Yes, the RepLab program is with Archicamp, these two processes which allow you to develop an utopia which you call “African HubCités”. What is  it exactly?

It’s a concept of alternative urbanization. It wants to give back to our populations the power of transforming the place where they are living thanks to a  program of « Camps » of architecture (to propose solutions) and « Labs » (to make and replicate solutions). This concept might encourage the african city of tomorrow to become responsible and virtuous with an experimental architecture which will use local improved materials. We begin to experiment this method in some areas in Lomé. I am working on this project in our community. It’s probably one of the most ambitious project of WoeLab.

Obviously you need support and additional tools and equipment for the center, what are your current needs and how could our readers help you?

We do not have the same resources as other african FabLab witch are directly under the MIT Labs Initiative or other Western networks initiatives. And to be faithful to the hacker ethic, we have chosen so far not to introduce funding requests to public institutions or big groups. So we fund our space trough spontaneous acts of solidarity and donations.

We collect all kinds of tools and materials that can still be used. And we are mainly asking for new projects and are paying attention to all kind of collaboration proposals with other HackerSpaces or Fablabs in the world. We also  offer our know-how and lessons learned to any Makerspace which would arrive in Togo.

We’ve recently received Mo Ajala from Nigeria, who is developing the idea on an innovative and ambitious project in Lagos implying the FabLab concept . This kind of visits is very enriching and stimulating for our dynamics. Roughly we would like to favor the exchanges of services, experiences and skills sharing rather than the financial exchanges. It will be possible soon also support directly projects incubated in the Lab via online sponsorship web sites.

As a Maker, what are your joys? What are the challenges?

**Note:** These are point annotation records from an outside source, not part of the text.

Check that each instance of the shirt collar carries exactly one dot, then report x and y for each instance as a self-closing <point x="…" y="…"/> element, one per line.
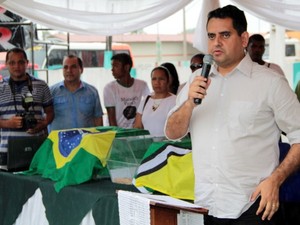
<point x="62" y="84"/>
<point x="244" y="67"/>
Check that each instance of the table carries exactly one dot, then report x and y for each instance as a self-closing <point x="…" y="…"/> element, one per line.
<point x="97" y="198"/>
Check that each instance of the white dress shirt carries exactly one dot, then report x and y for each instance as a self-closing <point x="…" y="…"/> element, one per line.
<point x="235" y="133"/>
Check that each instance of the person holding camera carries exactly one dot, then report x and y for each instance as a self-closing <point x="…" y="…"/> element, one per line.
<point x="26" y="104"/>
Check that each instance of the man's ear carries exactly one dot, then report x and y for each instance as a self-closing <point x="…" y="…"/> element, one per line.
<point x="245" y="39"/>
<point x="127" y="67"/>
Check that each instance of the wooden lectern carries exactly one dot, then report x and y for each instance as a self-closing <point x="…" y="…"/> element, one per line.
<point x="162" y="214"/>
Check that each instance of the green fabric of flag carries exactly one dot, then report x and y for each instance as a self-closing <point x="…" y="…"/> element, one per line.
<point x="72" y="156"/>
<point x="167" y="168"/>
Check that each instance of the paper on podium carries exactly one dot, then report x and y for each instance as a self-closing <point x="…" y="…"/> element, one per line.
<point x="140" y="203"/>
<point x="133" y="209"/>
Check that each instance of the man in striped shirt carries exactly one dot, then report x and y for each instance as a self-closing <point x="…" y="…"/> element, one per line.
<point x="22" y="94"/>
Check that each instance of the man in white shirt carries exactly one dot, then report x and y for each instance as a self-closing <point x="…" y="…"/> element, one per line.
<point x="236" y="128"/>
<point x="123" y="96"/>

I feel a bit like a traveler who has discovered this possibility that Einstein had suggested and that mathematicians call ‘wormhole’: a channel which allows, in a time folded on itself, to communicate in two different space-time .
I observe the young people of this small community that I manage, I see an incredible potential; but which requires to be put in the service of a real vision. It is certainly, for me personally, the biggest challenge. The African are submerged by information and have difficulty in sorting out.

If WoeLab can very modestly contribute to be this software, which allows to identify, to hold and to sublimate what is good for us, then the adventure will have been worth it.